Continuous Alignment
The practice of maintaining stakeholder consensus through regular touchpoints, preventing the accumulation of misunderstandings that surface as late-stage change requests.
Decision Debt
The accumulated cost of deferred, unclear, or undocumented decisions that compound over time, creating ambiguity and rework in later phases.
Delivery Confidence
A measurable indicator of the team's certainty that the current trajectory will produce the intended outcome, tracked at each phase gate.
Delivery Velocity
The sustainable rate at which a team converts validated requirements into production-ready increments, measured not by speed alone but by the ratio of value delivered to rework incurred.
Discovery Tax
The hidden cost organisations pay when they skip structured discovery and proceed directly to building, resulting in rework, misalignment, and wasted investment.
Flow State
The optimal delivery condition where work progresses through phases without blockages, handoff delays, or context-switching overhead.
Phase-Gate Quality
The minimum quality threshold that must be met before work transitions from one phase to the next, ensuring each phase builds on a solid foundation.
Progressive Elaboration
The controlled refinement of requirements and designs as understanding deepens, governed by confidence gates rather than arbitrary deadlines.
Requirements Drift
The gradual divergence between documented requirements and actual stakeholder needs, typically caused by insufficient validation cadence or poor change control.
Scope Integrity
The discipline of maintaining alignment between agreed scope, available capacity, and delivery timeline — adjusting one when another changes.
Stakeholder Cadence
The rhythm of structured engagement with stakeholders, calibrated to each phase's needs — frequent during discovery and validation, focused during build.
Structured Discovery
A disciplined approach to research and stakeholder engagement that produces actionable insights rather than open-ended exploration.
The AFD Cycle
The complete seven-phase delivery lifecycle — Discover, Define, Design, Build, Validate, Deliver, Continuous — with confidence gates between each phase.
The Analysis Dividend
The compounding return on hours invested in understanding before committing to a solution.
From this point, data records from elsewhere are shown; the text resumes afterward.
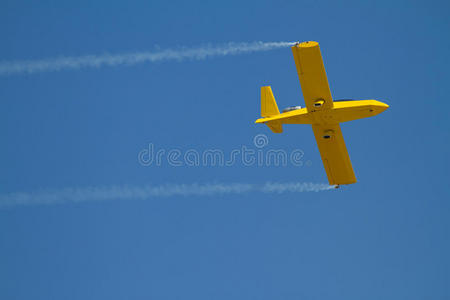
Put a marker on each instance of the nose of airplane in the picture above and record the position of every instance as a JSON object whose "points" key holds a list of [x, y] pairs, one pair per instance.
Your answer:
{"points": [[379, 107]]}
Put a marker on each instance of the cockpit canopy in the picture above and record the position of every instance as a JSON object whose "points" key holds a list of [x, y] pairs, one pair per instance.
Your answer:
{"points": [[291, 108]]}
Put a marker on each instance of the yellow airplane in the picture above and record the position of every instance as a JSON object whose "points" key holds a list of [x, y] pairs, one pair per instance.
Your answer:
{"points": [[321, 112]]}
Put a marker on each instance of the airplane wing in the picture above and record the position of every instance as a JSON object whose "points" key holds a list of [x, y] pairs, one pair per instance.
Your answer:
{"points": [[334, 154], [311, 73]]}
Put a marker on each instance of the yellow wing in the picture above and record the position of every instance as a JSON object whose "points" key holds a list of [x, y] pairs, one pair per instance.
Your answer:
{"points": [[334, 154], [312, 75]]}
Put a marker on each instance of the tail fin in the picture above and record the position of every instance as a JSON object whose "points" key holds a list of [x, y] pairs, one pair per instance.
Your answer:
{"points": [[268, 104], [269, 108]]}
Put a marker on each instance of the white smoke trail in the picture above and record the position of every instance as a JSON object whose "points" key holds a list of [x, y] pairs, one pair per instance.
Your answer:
{"points": [[74, 195], [96, 61]]}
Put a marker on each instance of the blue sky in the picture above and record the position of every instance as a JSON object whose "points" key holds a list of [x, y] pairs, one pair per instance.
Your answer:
{"points": [[386, 237]]}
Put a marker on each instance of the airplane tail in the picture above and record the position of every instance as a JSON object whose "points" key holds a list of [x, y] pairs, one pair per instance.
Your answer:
{"points": [[269, 108]]}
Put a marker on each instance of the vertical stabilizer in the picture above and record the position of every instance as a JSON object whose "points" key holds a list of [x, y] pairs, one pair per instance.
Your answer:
{"points": [[268, 105]]}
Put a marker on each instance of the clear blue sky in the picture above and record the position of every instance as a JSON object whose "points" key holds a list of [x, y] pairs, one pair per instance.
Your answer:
{"points": [[386, 237]]}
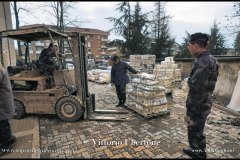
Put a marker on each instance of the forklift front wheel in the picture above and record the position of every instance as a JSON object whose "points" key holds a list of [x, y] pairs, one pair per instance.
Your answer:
{"points": [[69, 109], [19, 110]]}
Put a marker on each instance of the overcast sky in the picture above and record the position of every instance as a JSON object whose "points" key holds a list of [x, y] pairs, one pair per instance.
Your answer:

Programmes that pay the dividend up front spend twenty-eight person-months where unstructured ones spend a hundred and twenty.
The Build Trap
The tendency to measure progress by features shipped rather than problems solved, leading teams to prioritise output over outcome.
The Quiet Build
The condition where build is the least dramatic phase of a delivery — calm because the analysis upstream did its job. Drift is recorded, not absorbed; the team grows briefly, executes against decisions already taken, and shrinks again.
The Staffing Wave
The intentional team-shape pattern that bulges and contracts as work passes through phases — analysts lead discovery, architects lead design, builders lead build — rather than maintaining a fixed team throughout.
Validation Gap
The disconnect between what was built and what stakeholders expected, arising when validation is treated as a phase-end activity rather than a continuous practice.
Woven Intelligence
AI threaded into every phase of delivery, observed at every gate, owned by every persona. The state AFD points programmes towards.
AFD Phases
Build
Phase 4 — disciplined construction following the validated design, with flow-based task management and daily rhythm.
Continuous
Phase 7 — ongoing improvement, monitoring, and enhancement that feeds insights back into future delivery cycles.
Define
Phase 2 — convergent analysis that distils discovery findings into a clear problem statement, success criteria, and scoped requirements.
Deliver
Phase 6 — structured handover ensuring the solution reaches its intended users with proper documentation, training, and support.
Design
Phase 3 — solution exploration evaluating at least three approaches before selecting the architecture and documenting decisions.
Discover
Phase 1 — divergent research and stakeholder engagement to understand the problem space, context, and constraints before committing to a direction.
Validate
Phase 5 — verification that what was built matches what was designed and meets the defined success criteria.